According to Howard Hawks in an interview he did with Peter Bogdanovich, there's an "alternate" version of "R.R.' where Groot narrarates (as opposed to the pages of the diary that divide up the film. Hawks mentioned that he considered this the "definitive" version.
I've never seen this version anywhere and was curious if anyone else ever has and, if so, how it compares to the more available "diary" version.
Howard Hawks probably looked better when his wife told him what to wear. The diary version is the best for me. I first saw Red River at a drive-in theater in about 1952. When it started showing up on TV in the late fifties, it was still the diary version. I read somewhere once the Walter Brenan narraration was added at a rather late date to shorten the movie for TV showing. For me the turning of the pages with Dimitri Tiomkin's bouncey version of Texas, Our Texas (the state anthem) playing goes more with the epic, mythic mood of the picture. It doesn't bother me that the song wasn't written until the 1930's, and I'm sure it didn't bother Dimitri, if he even knew it!
To me the narraration version is a mutilation.
He maketh His sun to rise on the evil and on the good... St. Matthew 5:45
I first saw "Red River" in 1964, as a 10 year-old in Dallas at my neighborhood theatre, owned by one of John Wayne's Texas friends, Gordon McLendon. McLendon liked to occasionally trot out old prints of Duke's past gems for a week-long run at one or another of his theatres. He may have personally owned some of the prints.
I say this because the print of "Red River" I saw was the Brennan-narrated version. Later, during the VHS period, I bought a copy of the alleged "Director's Cut" and found it was the "diary" version. At the time, I assumed my childhood memory of Brennan narrating the film was simply wrong and that the film had always used the diary. Later, I read somewhere that there had actually been two versions, and that the narrated version had been the first one released to theatres.
There are many conflicting versions of what follows next, but this is what I first heard: Howard Hughes filed a lawsuit against United Artists, alleging that "Red River" plaigerized his 1943 film "The Outlaw", which Hawks had partially directed before being replaced by someone else (maybe Hughes himself?). I'm not sure what part of "Red River" was at issue in this suit, as various versions of this story cite different scenes as being a rip-off of "The Outlaw." However, UA remedied the situation by paying a sum of money to Hughes in an out-of-court settlement and calling in all release prints of "Red River." At what point in R-R's release cycle (first-run or second-run) this event occurred, I do not know.
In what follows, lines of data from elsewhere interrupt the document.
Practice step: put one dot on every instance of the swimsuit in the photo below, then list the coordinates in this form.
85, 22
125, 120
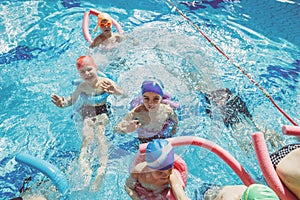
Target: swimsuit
92, 111
281, 153
146, 135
The original prints were supposedly destroyed and new ones struck off with the diary motif added as written pages superimposed over transition scenics.
McLendon's print may have been his personal possession because, obviously, the UA zone office in 1964 was not supposed to be in possession of a print that was supposed to have been destroyed by company order in 1948 or '49. However, if any prints had been struck off for private sale (and this was occasionally done for industry or company insiders) before the originals were called in, this might explain the existence of such a print as late as 1964. What the UA zone office thought about the print being projected commercially at that date is anyone's guess, unless the copyright had been allowed to expire (unlikely, given the film was less than 20 years old at that time).
For what it's worth, my memory of the picture quality of the projected image is that it was not very good - bad contrast, quite scratchy, a few skips - i.e., pretty standard for release prints of old movies at that time (quite possibly a print made from another print), and not at all up to the quality of a first-generation print from an excellent pre-print source.
Consider the now-famous story of the last known 70mm roadshow-length print of "The Alamo" being found in a Toronto UA zone office 26 years after all such prints were ordered returned to the home office for destruction; the Toronto office simply thought they had the 35mm 161-minute version because it was stored in the wrong size can, with the running time mislabeled, and they had never actually inspected the film! So, I guess it's possible that the Dallas office, too, had something other than what they were supposed to have when the Walter Brennan-narrated 35mm version of "Red River" packed 'em in at the Casa Linda Theatre in 1964.
Belated thanks for a fascinating account of the back story of the narration version. I have a feeling, based on your info, that it's not very likely that I'll see this version any time soon which is too bad. While I agree completely that the diary version adds a more "mythic" quality that fits the film perfectly, I'd still love to see the alternate version if for no other reason than curiosity toward a film I've always loved.